Naja, das ist gar nicht so einfach, da Entscheidungen im Leben immer im Kontext aktueller Bedingungen getroffen werden. Macht es also Sinn, ein Studium zu beginnen, wenn gerade das dritte Kind auf die Welt gekommen ist? Diese Frage muss sich zunächst jeder für sich selbst beantworten. Ich denke aber, dass die Entscheidung für ein Studium neben Beruf und Familie in etwa vergleichbar ist mit der Entscheidung, ein Kind zu bekommen: Es gibt keinen perfekten Zeitpunkt.

Somit für Euch: Wann, wenn nicht jetzt?

Rückblickend würde ich aber grundsätzlich anders vorgehen: So habe ich schon während und dann auch nach meinem Diplom gearbeitet, Gruppenleitung in einer stationären Einrichtung.

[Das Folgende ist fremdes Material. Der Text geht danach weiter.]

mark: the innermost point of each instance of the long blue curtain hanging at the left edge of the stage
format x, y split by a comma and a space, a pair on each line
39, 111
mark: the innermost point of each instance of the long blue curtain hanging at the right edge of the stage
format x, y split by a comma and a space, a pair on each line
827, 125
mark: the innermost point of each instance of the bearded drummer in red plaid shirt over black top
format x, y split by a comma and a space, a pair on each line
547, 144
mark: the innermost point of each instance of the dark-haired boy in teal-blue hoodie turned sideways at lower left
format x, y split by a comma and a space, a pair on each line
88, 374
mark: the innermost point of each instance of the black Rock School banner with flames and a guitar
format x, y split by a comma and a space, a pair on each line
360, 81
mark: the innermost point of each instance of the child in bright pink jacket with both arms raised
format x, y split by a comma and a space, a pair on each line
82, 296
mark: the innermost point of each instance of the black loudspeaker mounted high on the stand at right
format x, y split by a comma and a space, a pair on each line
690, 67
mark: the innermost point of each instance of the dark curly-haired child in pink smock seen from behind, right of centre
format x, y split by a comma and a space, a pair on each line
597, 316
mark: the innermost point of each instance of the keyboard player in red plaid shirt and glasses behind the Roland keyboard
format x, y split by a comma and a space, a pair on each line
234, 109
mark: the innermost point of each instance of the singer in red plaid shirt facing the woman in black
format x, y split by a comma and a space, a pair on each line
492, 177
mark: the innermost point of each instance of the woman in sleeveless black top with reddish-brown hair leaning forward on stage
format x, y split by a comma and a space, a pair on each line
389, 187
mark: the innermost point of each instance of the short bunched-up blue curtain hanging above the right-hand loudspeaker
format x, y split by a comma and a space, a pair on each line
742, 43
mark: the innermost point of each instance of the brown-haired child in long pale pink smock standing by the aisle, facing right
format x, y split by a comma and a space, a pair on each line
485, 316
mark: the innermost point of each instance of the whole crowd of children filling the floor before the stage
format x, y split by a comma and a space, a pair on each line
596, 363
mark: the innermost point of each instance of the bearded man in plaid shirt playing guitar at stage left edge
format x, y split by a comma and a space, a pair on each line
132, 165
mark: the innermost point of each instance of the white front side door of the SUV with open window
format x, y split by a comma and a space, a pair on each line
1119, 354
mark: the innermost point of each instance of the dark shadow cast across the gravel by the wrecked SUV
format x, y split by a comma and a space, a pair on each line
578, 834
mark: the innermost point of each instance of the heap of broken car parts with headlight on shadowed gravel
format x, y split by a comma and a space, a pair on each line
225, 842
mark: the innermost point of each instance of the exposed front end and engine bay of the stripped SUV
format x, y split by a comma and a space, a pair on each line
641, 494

Dadurch blieb keine Zeit für ein weiteres Studium, außerdem wollte ich Geld verdienen (auch wenn ich schon vorher beinahe auf eigenen Füßen gestanden und mir mein Studium fast komplett selbst finanziert habe).

Das würde ich nicht mehr so machen.

Somit für Euch: Wenn ihr die Möglichkeit habt, arbeitet ein wenig nebenbei und genießt die Möglichkeiten, die die Studienzeit bringt.

Lasst Euch nicht von mehr oder weniger sinnvollen „Creditpoints“ und Regelstudienzeiten verunsichern sondern macht Dinge, startet Projekte, probiert Euch aus, macht Euch vielleicht sogar selbständig und scheitert schnell und häufig. Und lernt daraus…

Allerdings, das ist wiederum meine persönliche Sicht: Ich hätte die Motivation und Strukturiertheit, die Disziplin für ein begleitendes Studium zum damaligen Zeitpunkt wahrscheinlich nicht aufgebracht. Dazu war ich zu verdödelt. Hier hat mir meine Familie die Struktur und den Sinn gegeben, den ich brauchte, um dieses Studium zu Ende zu bringen.